§ 7: answers

O27
a) Each plane through the normal of a plane α is perpendicular to α.
b) Two lines l and m through the origin in ℜ³are perpendicular if and only if m belongs to the plane α whereof l is a normal.
c) If l is a normal of α and m a normal of β, then l lies in β if and only if m lies in α.
d) If n runs through the plane γ, then the plane whereof n is a normal runs through the set of planes through the normal of γ.
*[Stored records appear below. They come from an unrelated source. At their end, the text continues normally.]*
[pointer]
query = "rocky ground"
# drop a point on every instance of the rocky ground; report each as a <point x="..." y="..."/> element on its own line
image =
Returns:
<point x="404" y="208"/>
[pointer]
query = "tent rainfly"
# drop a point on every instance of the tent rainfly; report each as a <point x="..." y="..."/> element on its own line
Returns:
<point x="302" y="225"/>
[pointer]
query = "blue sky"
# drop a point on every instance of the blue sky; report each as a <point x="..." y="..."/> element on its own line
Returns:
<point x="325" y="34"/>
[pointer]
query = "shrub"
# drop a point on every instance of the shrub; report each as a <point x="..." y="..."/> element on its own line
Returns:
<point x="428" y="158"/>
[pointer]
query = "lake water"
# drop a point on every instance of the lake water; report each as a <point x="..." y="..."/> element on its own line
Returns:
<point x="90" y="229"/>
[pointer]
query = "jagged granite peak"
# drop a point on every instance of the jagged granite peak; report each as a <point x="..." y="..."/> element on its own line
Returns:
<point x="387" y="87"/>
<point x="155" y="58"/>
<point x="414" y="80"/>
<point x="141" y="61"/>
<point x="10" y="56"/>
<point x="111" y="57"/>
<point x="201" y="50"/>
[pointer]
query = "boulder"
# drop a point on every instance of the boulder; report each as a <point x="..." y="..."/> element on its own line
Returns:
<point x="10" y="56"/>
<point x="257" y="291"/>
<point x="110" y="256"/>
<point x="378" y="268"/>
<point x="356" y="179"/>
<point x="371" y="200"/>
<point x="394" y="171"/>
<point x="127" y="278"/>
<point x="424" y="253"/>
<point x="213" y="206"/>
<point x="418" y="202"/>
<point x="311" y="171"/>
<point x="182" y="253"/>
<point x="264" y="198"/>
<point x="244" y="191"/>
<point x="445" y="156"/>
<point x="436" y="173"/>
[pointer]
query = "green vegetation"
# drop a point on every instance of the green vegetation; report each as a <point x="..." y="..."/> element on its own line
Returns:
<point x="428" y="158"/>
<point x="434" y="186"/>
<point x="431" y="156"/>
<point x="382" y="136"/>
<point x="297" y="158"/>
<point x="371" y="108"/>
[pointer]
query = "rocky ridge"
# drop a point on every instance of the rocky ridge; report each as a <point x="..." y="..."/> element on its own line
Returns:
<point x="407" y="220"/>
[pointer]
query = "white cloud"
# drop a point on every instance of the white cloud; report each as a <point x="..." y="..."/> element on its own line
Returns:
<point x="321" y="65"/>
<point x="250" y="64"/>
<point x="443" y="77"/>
O28 Beneath we have drawn three hyperbolic lines through P (in the circle model of the hyperbolic plane) that don't intersect l.

O29 First the definitions of sinh and cosh: sinh(x) = (exp(x)-exp(-x))/2, cosh(x) = (exp(x)+exp(-x))/2.
The points (cosh(t),sinh(t)) run through one half of the hyperbola x²-y²=1, like (cos(t),sin(t)) run through the ellipse (circle) x²+y²=1.
Furthermore, d/dx sinh(x) = cosh(x) and d/dx cosh(x) = sinh(x), like d/dx sin(x) = cos(x) and d/dx cos(x) = -sin(x).
Now let f(x)=cosh(x) (x not negative). Because f ' isn't negative, and f(0)=1, f is at least 1 and a bijection from [0,∞) onto [1,∞). The inverse mapping is called arccosh.
Now we have to show: |p₃q₃-p₁q₁-p₂q₂| ≥ √(p₃²-p₁²-p₂²) √(q₃²-q₁²-q₂²) and ... = ... ⇔ p = q.
Define a symmetrical bilinear form by p.q := p₃q₃-p₁q₁-p₂q₂.
(λp+q).(λp+q) is positive if λp+q is lying inside k, 0 if λp+q is lying on k, and negative if λp+q is lying outside k. So if we choose two distinct fixed hyperbolic points p and q, then λ²p.p+2λp.q+q.q has two distinct zeros, and then the discriminant is positive.

O30 Let P = λ(0,0,1) and Q = λ(a,0,1). Then d(P,Q) = arccosh(1/√(1-a²)) → ∞ als a ↑ 1.

O31 Consider P² with in it the circle x²+y²=z². Let X=(x_o,y_o,z_o).
The polar line of P is the line with equation xx_o+yy_o=zz_o.
We have: P is on the polar line of Q ⇔ x_Px_Q+y_Py_Q=z_Pz_Q ⇔ Q is on the polar line of P.
Furthermore: if X lies on the circle, then the polar line of X is tangent to the circle in X.
So, in the picture, P lies on the polar lines of both intersection points of l and the circle, so l is the polar line of P.
Hence, the equation of l is xx_P+yy_P=zz_P.
Now let n be a hyperbolic line "through P". Then the equation of n has the form ax+by=cz where ax_P+by_P=cz_P.
Since l has projective coordinates (x_P,y_P,-z_P), and n has projective coordinates (a,b,-c), whilst cz_P-ax_P-by_P=0, we find l ⊥ m.